- Supreme Court of the United States

Argued November 6, 1985 Decided January 27, 1986
- Full case name: Witters v. Washington Department of Services for the Blind
- Docket no.: 84-1070
- Citations: 474 U.S. 481 (more) 106 S. Ct. 748; 88 L. Ed. 2d 846

Case history
- Prior: Washington Supreme Court denied Witters's petition for relief, 102 Wash. 2d 624 (1984); 689 P. 2d 53 (1984). US Supreme Court granted certiorari.
- Subsequent: On remand, the Washington Supreme Court declined to require the Department to provide to Witters with vocation aid under the Free Exercise Clause, and the US Supreme Court declined certiorari.

Holding
- The Establishment Clause is not violated by providing financial aid that is then conveyed by an individual to a religious organization.

Court membership
- Chief Justice Warren E. Burger Associate Justices William J. Brennan Jr. · Byron White Thurgood Marshall · Harry Blackmun Lewis F. Powell Jr. · William Rehnquist John P. Stevens · Sandra Day O'Connor

Case opinions
- Majority: Marshall, joined by Burger, Brennan, White, Blackmun, Powell, Rehnquist, Stevens
- Concurrence: White
- Concurrence: Powell, joined by Burger, Rehnquist
- Concurrence: O'Connor

Laws applied
- U.S. Const. amend. I

= Witters v. Washington Department of Services for the Blind =

Witters v. Washington Department of Services for the Blind, 474 U.S. 481 (1986), is a decision by the Supreme Court of the United States in which the Court ruled that the Establishment Clause did not prevent the state of Washington from providing financial vocational assistance to a blind man who sought to study at a Christian college to become a pastor, missionary, or youth pastor.

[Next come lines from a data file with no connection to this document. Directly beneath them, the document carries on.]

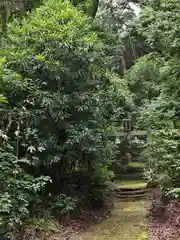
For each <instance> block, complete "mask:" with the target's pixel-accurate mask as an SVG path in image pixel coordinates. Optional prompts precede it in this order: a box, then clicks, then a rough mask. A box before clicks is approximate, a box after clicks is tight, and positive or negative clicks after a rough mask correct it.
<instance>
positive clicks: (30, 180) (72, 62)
mask: <svg viewBox="0 0 180 240" xmlns="http://www.w3.org/2000/svg"><path fill="white" fill-rule="evenodd" d="M94 28H95V27H94V26H92V24H91V23H90V21H89V19H88V18H87V17H86V16H84V15H83V13H82V12H79V11H78V10H77V9H75V8H74V7H73V6H72V5H71V4H69V3H63V2H61V1H56V0H48V1H47V2H46V3H45V4H44V5H43V6H41V7H40V8H37V9H36V10H34V11H33V12H32V13H31V14H27V17H26V18H24V19H23V20H22V21H21V23H20V22H19V21H18V20H14V21H12V23H10V24H9V26H8V32H7V37H6V38H3V39H2V47H1V52H0V54H1V56H2V58H1V61H0V68H1V71H0V90H1V94H2V95H3V96H4V98H1V100H3V99H4V101H5V99H7V101H8V104H4V103H3V102H1V103H0V119H1V120H0V127H1V131H2V132H1V138H2V152H3V154H2V155H1V158H2V167H3V170H2V173H1V175H2V178H3V182H4V183H7V185H6V186H4V184H3V183H2V184H3V187H2V197H1V198H0V199H1V202H2V203H1V208H2V211H1V212H3V213H4V215H3V219H2V220H3V223H5V224H6V225H7V223H8V224H10V227H12V226H13V227H19V226H20V225H22V224H23V223H25V222H26V220H27V218H28V216H29V217H33V216H31V215H33V214H34V212H35V211H34V210H35V208H34V204H35V203H37V204H38V205H37V206H40V204H39V201H44V202H43V203H42V206H41V207H44V205H46V204H45V202H46V201H49V199H48V197H47V196H48V195H49V193H51V194H52V195H53V196H59V197H57V198H56V200H55V203H54V204H55V205H54V208H55V209H56V210H57V211H58V212H59V214H65V213H67V212H68V211H71V210H73V208H74V207H75V205H74V204H75V203H74V197H76V196H77V195H78V194H79V195H78V197H79V198H80V199H81V197H82V196H81V195H83V197H84V198H83V200H84V203H87V204H90V205H91V206H92V205H93V206H97V205H98V206H101V205H102V203H103V201H104V197H105V189H106V184H105V182H106V181H107V180H108V179H109V170H108V165H109V164H110V160H113V159H114V156H115V154H116V146H115V144H114V143H113V141H110V140H109V138H108V133H109V131H110V130H111V129H112V127H114V126H115V125H117V123H118V121H119V119H121V118H123V117H124V116H125V115H126V111H129V109H130V105H131V103H130V101H129V99H128V100H127V94H125V92H124V91H123V89H124V88H123V87H122V89H119V86H122V85H121V83H120V82H118V83H117V82H116V81H115V78H116V76H115V74H114V75H112V74H111V72H110V71H109V70H108V69H107V67H108V64H109V63H110V61H111V54H109V55H108V47H106V46H105V45H104V43H103V41H101V40H100V37H99V36H100V34H98V33H96V32H95V30H94ZM103 40H104V39H103ZM5 102H6V101H5ZM4 141H7V143H8V144H7V146H8V147H9V146H11V147H10V150H11V151H10V153H9V150H7V146H5V145H4ZM0 144H1V143H0ZM6 158H7V159H6ZM9 162H10V163H9ZM4 168H5V169H4ZM14 173H15V174H14ZM41 176H47V177H41ZM50 178H51V179H52V181H51V182H50V181H49V179H50ZM47 182H48V183H47ZM45 183H47V184H46V186H45ZM8 184H9V185H8ZM7 186H8V189H7ZM44 186H45V188H44ZM42 189H43V191H41V190H42ZM15 193H16V194H15ZM62 193H64V194H66V195H67V196H71V197H67V196H66V195H62ZM42 195H43V197H42ZM42 199H43V200H42ZM45 199H46V201H45ZM38 200H39V201H38ZM12 202H13V204H12ZM33 203H34V204H33ZM50 203H51V200H50ZM49 205H50V204H49V203H47V206H48V207H49ZM38 214H39V209H38V211H37V213H36V214H35V215H38ZM35 217H36V216H35ZM8 226H9V225H8Z"/></svg>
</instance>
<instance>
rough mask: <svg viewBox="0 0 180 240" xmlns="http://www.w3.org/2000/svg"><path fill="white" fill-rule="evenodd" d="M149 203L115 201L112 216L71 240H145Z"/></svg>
mask: <svg viewBox="0 0 180 240" xmlns="http://www.w3.org/2000/svg"><path fill="white" fill-rule="evenodd" d="M148 207H149V202H148V201H146V200H136V201H124V202H123V201H122V200H119V199H117V200H116V203H115V206H114V210H113V212H112V214H111V215H110V216H109V217H108V218H107V219H106V220H104V221H102V222H101V223H99V224H97V225H95V226H93V227H90V228H89V229H88V230H87V231H86V232H85V233H82V234H80V235H77V236H75V237H74V238H73V240H119V239H122V240H129V239H131V240H146V239H147V232H146V229H144V227H143V226H144V225H145V224H146V214H147V208H148Z"/></svg>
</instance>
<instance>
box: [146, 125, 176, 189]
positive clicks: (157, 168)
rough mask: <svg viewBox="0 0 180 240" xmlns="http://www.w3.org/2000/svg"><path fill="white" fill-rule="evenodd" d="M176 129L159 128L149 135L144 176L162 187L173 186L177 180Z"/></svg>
mask: <svg viewBox="0 0 180 240" xmlns="http://www.w3.org/2000/svg"><path fill="white" fill-rule="evenodd" d="M178 135H179V133H178V131H177V130H173V129H172V130H170V129H166V130H159V131H157V130H156V131H155V132H154V133H153V134H152V135H151V140H150V141H149V143H148V146H147V147H148V148H147V150H146V151H147V157H148V163H147V172H146V177H147V178H148V180H150V181H156V182H159V184H160V186H161V187H162V188H164V189H167V188H170V187H173V186H175V185H176V184H177V183H178V182H179V174H180V172H179V170H180V167H179V166H180V162H179V140H177V139H176V137H178Z"/></svg>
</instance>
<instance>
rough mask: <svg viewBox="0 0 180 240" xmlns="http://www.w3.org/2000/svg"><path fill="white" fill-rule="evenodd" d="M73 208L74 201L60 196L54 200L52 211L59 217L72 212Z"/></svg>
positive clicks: (73, 205) (74, 199)
mask: <svg viewBox="0 0 180 240" xmlns="http://www.w3.org/2000/svg"><path fill="white" fill-rule="evenodd" d="M75 206H76V199H74V198H71V197H68V196H66V195H65V194H61V195H59V196H57V197H56V198H55V200H54V203H53V205H52V209H54V210H55V211H56V212H57V213H58V215H59V216H62V215H66V214H68V213H70V212H72V211H73V210H74V208H75Z"/></svg>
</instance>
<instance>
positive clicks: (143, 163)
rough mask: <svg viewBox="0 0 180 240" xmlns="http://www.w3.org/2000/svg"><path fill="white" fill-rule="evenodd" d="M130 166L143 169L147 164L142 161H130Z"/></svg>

The Court ruled that the Establishment Clause does not prevent financial assistance from a state vocational rehabilitation program from being used for religious instruction.

==Background==
Larry Witters was eligible under Washington state law to receive financial assistance to pursue vocational instruction. At the time, he was attending a private Bible college with the intent to pursue a career as a pastor, missionary, or youth minister. The Commission for the Blind denied him aid on the basis that the Washington State Constitution barred state funds from being used to assist an individual in pursuit of a career or degree in theology. The Washington Supreme Court sustained the Commission's decision but used the US Constitution as the basis for its decision.

==Decision==
In a 9-0 holding, the Court ruled in favor of Witters. The Court reasoned that the test established in Lemon v. Kurtzman was applicable and that aid to Witters would meet the Lemon test. The Court found that there was a clear secular purpose to the law. Also, the Court ruled that the primary effect of the statute was an effect on Witters, not religion. Finally, the case was ruled to have no entanglement with religion since the decision as to where the aid money would be spent was made solely by the individual, not by any government agency so the Establishment Clause was not violated.

The case was remanded back to the state court. On  remand,  after  the  United  States Supreme  Court  reversed  the  Establishment  Clause  holding,  the Washington court held the program inconsistent with one of its Blaine Amendments, a decision the United States Supreme Court declined to review.

==Counsel==
Witters was represented by Michael P. Farris. Timothy R. Malone represented the respondent.